Y aunque necesario, no deja de resultar nostálgico que el único cajista que aún sabe cómo funcionan aquellas máquinas de impresión trabaje ahora con programas de ordenador que requieren mucha menos dedicación. «Es frustrante e impresionante ver cómo se puedes hacer tantas cosas con tan poco material», asegura. Lo que antes conllevaba más de un año de trabajo ahora en menos de una semana puede estar terminado.
Hablar de un relevo generacional imitando el trabajo que desarrollaron tanto su padre como su abuelo resulta imposible. Sin embargo, la tradición familiar no acaba en lo que a la maquetación se refiere puesto que el hijo de Eduardo ha estudiado Diseño Gráfico, la profesión moderna de lo que un día fue su bisabuelo. «Yo he tenido que aprender otra vez la profesión con los programas y ahora es mi hijo quien los maneja mejor que yo», apunta.
Una idea en la cabeza, plasmada en un papel con croquis dibujados y, ¡tachán! se hace la magia. En realidad no era tan fácil -ojalá lo hubiera sido para Eduardo- pero sí que es tan aleatorio como parece. «Uno de los encargos que más nos costó fue un encargo de Felipe Maíllo, fue una odisea», recuerda. Esos esquemas hechos a mano se tuvieron que transformar para dar forma a un libro. «Sólo un cajista sabe la dificultad que tiene hacerlo», comenta.
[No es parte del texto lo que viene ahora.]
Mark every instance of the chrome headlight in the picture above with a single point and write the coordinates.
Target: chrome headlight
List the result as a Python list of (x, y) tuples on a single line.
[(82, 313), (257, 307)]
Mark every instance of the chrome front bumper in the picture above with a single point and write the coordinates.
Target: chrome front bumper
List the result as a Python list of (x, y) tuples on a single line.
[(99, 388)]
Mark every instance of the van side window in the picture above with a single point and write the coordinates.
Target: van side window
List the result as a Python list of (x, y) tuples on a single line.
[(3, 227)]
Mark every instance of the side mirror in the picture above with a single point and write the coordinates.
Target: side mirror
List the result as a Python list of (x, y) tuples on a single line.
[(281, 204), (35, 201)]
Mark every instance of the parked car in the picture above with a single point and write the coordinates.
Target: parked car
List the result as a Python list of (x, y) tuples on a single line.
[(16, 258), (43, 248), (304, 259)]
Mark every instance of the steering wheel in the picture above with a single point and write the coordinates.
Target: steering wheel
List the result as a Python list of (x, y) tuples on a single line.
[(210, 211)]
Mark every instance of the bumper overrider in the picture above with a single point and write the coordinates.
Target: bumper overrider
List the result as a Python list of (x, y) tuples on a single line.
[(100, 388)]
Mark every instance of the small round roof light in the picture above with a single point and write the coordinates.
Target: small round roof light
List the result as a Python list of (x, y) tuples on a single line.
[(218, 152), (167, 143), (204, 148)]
Meses de trabajo no exentos de correcciones y cambios con lo que ello supone. «El hombre venía a ver las pruebas y se hacían algunas rectificaciones», explica Eduardo. A pesar de que aquello fue un trabajo laborioso, lo guarda con cariño por el esfuerzo que conllevó a la imprenta hasta tenerlo en sus manos. «Después de tantos años, esos trabajos es lo que te llevas», añade emocionado.
Ya rara vez se piden esas impresiones, en muy contadas ocasiones en el taller de la Imprenta Comercial se escucha a las máquinas más vetustas trabajar -aunque siguen funcionando- y todo es a golpe de 'clic'. Sin embargo, en ese espacio Eduardo guarda verdaderas joyas: las máquinas con las que empezó su abuelo en 1928. «Una Minerva manual y tenemos una automática», explica. Nadie sabe ya de capuchinas, moldes, regletas o ramas, excepto Eduardo que de vez en cuando le llega una oportunidad para volver a recordar aquellos maravillosos años. «Esos encargos los hago por amor al arte», confiesa, y nunca mejor dicho.